E’ di poco fa un rumour che sta girando in alcuni settori della Casa Bianca: le lobby hollywoodiane stanno facendo pressione perchè il presidente Obama discuta, e poi approvi, una severa legge antipirateria, sul modello francese.
Per lobby hollywoodiane intendiamo tutte quelle legate all’industria dell’intrattenimento, e nonostante alcuni illuminati che stanno facendo accordi per piattaforme libere o comunque in abbonamento, sembra che gli altri siano troppo pigri e vogliamo riportare lo spirito francese, con il suo modello antipirateria, nome in codice HADOPI, anche oltreoceano. Ironia della sorte visto che la Francia gode di sentimenti non popolarissimi negli USA, dopo che De Gaulle uscì dalla NATO – la storia ci mette sempre lo zampino.

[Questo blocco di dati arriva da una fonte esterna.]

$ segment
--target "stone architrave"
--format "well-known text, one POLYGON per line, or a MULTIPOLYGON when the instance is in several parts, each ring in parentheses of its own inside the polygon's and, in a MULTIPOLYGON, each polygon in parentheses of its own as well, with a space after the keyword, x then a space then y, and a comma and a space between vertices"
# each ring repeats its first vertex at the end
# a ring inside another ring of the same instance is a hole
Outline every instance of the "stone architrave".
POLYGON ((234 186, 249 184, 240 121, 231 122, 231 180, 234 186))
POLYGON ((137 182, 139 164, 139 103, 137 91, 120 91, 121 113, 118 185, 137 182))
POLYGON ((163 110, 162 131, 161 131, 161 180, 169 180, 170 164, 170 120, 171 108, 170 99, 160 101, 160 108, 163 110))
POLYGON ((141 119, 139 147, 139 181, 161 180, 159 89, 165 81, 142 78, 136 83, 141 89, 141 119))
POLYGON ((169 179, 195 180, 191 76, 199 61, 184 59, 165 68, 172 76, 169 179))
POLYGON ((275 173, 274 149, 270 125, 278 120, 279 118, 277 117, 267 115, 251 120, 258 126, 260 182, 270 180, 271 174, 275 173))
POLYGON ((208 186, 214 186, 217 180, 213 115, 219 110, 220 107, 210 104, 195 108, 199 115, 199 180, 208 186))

Comunque la normativa ricalcherebbe lo schema del tre errori e poi sei fuori, schema che gli Stati Uniti adottano in tema di criminalità, per cui al terzo reato, qualunque esso sia, si rischiano pene molto pesanti.

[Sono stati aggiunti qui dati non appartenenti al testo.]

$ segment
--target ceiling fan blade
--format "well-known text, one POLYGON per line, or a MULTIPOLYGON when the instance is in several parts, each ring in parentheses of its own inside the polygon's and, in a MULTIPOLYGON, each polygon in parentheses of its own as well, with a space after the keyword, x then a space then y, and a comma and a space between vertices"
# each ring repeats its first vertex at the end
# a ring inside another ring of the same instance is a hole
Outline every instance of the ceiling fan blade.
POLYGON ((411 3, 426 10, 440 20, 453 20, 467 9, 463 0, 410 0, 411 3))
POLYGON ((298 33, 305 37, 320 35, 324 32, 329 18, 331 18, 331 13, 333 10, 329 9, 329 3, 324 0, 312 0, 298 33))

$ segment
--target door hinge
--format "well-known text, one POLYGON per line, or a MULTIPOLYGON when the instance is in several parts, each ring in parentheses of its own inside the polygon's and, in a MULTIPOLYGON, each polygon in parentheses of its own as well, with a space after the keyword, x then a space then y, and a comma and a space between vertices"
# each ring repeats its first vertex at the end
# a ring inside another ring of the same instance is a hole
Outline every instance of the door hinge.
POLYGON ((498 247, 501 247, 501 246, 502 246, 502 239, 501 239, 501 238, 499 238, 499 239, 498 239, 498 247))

Pare siano in corso colloqui fra esponenti dell’entourage di Obama e Ari Emanuel, uno dei più importanti agenti di Hollywood ed il Capo di Stato Maggiore Rahm Emanuel. Il presidente Obama, che garantì il suo impegno per diminuire il potere dei lobbisti a Washington, per ora fa orecchie da mercante.
Certo a scuotere l’albero ci si sono messi anche gli oscar con la vittoria di The Hurt Locker, il film di Katherine Bigelow, diventato più famoso in DVD che al cinema. Ma soprattutto già pronto per il P2P illegale in ottima qualità e da qualche tempo.